The sun was a few hours down when Elliot first noticed the shimmer low in the sky. Evajean had fallen asleep, leaned against the door with Hope again in her lap.
Elliot leaned forward over the steering wheel and squinted out into the dark. Up ahead, due west, and lower than the sparse clouds, a line of light flickered. It reminded him of photographs of the Northern Lights, though the colors stuck to oranges and muddy yellow. At first he took it for the lights of a city, but quickly realized the extent of it, the distance it stretched to the north and the south, was just too great. No city was the that big.
He didn’t wake up Evajean, though. She needed the sleep because he’d made up his mind that, in the morning, he’d force her to remember what had happened in Nahom. He’d force her to tell the truth. Of course, he didn’t know she was lying, but her evasiveness resulted from somewhere. And Elliot was tired of it. He wanted to figure this thing out.

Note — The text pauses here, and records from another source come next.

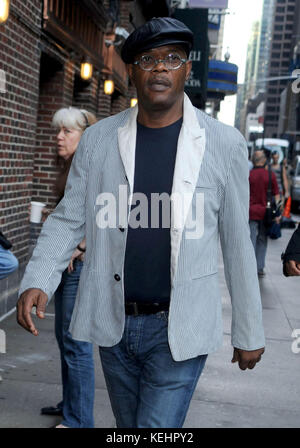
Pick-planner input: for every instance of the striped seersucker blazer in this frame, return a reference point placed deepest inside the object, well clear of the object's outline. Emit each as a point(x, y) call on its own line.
point(211, 165)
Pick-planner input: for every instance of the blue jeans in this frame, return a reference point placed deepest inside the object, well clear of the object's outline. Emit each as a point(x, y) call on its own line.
point(77, 362)
point(147, 388)
point(259, 238)
point(8, 262)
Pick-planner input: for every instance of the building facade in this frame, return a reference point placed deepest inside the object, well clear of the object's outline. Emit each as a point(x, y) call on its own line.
point(42, 46)
point(284, 19)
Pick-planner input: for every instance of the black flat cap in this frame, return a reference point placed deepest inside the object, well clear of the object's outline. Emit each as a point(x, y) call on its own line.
point(155, 33)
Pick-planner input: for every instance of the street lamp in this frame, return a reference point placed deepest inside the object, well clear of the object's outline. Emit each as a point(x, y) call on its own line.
point(86, 71)
point(4, 10)
point(109, 87)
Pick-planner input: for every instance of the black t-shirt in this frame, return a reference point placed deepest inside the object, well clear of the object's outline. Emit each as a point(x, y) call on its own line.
point(148, 250)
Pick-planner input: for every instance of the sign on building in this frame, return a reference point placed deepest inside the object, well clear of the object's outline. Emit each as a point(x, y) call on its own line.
point(197, 21)
point(222, 4)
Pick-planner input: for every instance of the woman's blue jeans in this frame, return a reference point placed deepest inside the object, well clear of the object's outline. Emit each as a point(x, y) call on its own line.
point(147, 388)
point(77, 363)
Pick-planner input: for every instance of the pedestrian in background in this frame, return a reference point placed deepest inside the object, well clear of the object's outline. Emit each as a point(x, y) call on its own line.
point(291, 256)
point(279, 169)
point(259, 181)
point(77, 364)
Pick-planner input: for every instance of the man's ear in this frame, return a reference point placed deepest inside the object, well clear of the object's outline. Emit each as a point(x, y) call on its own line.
point(129, 69)
point(188, 65)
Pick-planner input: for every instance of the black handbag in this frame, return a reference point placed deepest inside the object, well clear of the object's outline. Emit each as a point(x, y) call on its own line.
point(272, 210)
point(4, 242)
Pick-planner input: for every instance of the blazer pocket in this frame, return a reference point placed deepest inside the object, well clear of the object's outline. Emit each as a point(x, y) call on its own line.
point(206, 187)
point(204, 274)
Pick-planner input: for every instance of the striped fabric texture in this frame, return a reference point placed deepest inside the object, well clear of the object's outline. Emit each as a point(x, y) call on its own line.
point(212, 160)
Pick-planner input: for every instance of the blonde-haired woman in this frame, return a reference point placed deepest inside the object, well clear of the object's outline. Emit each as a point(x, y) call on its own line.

After a few minutes more, the lights were brighter, more distinct. He could see a top to them, a spot in the low sky where they cut off. He slowed, staring up.
It was a wall of light, maybe a mile or more tall—without anything to judge it by, telling for sure was impossible. But it was bright and—he squinted again—thick. The light was filling the truck’s cab now, the color of a sunset.
Evajean sat up, blinking. “It’s morning,” she said.
“No.”
She licked her lips and looked around. “It’s morning. I slept—”
“It’s not morning,” Elliot said. Pointed ahead of them. “Look.”
Evajean sat forward, still not fully awake. “What is that?” she said.
“It’s light,” he said. “It’s a big wall of light.”
“Why are we still driving?” She turned to face him. “Why are you driving toward it?”
“I want to see.”
Evajean laughed. “Stop the car, Elliot.”
He did, not bothering to pull out of their lane. “That’s where we have to go, Evajean,” he said. “It’s between us and Colorado.”
“We can go around it.”
“No, I don’t think we can. It’s huge. And it’s just light. It’s like the aurora borealis.”
“How do you know?”
“I don’t.”
“So it might kill us,” she said. “It might be a fire or maybe its that stuff you said came out of the box, the stuff that killed all the crazies. And it could do exactly the same thing to us.”
“Evajean, how much weird stuff have we seen since we left Charlottesville? How much have I seen that you don’t even remember? Let’s just go see what this is because if we don’t, we’re going to be running away from it. The whole goddamn world has changed. It’s not the same as before. And we’re part of that or else all this shit wouldn’t be happening to us—it would’ve ignored us if we didn’t have a role to play. Right now, more than finding the Hole, more than even staying safe, I want to know what that role is. So every damn weird thing we see, I’m driving this truck right at it. If you don’t want to, we’ll see if we can find you a vehicle in the next town we pass and you can take as many of the supplies as you want, and you can drive home or try to drive around that thing up there. You can do what you want. But this is what I want to do.”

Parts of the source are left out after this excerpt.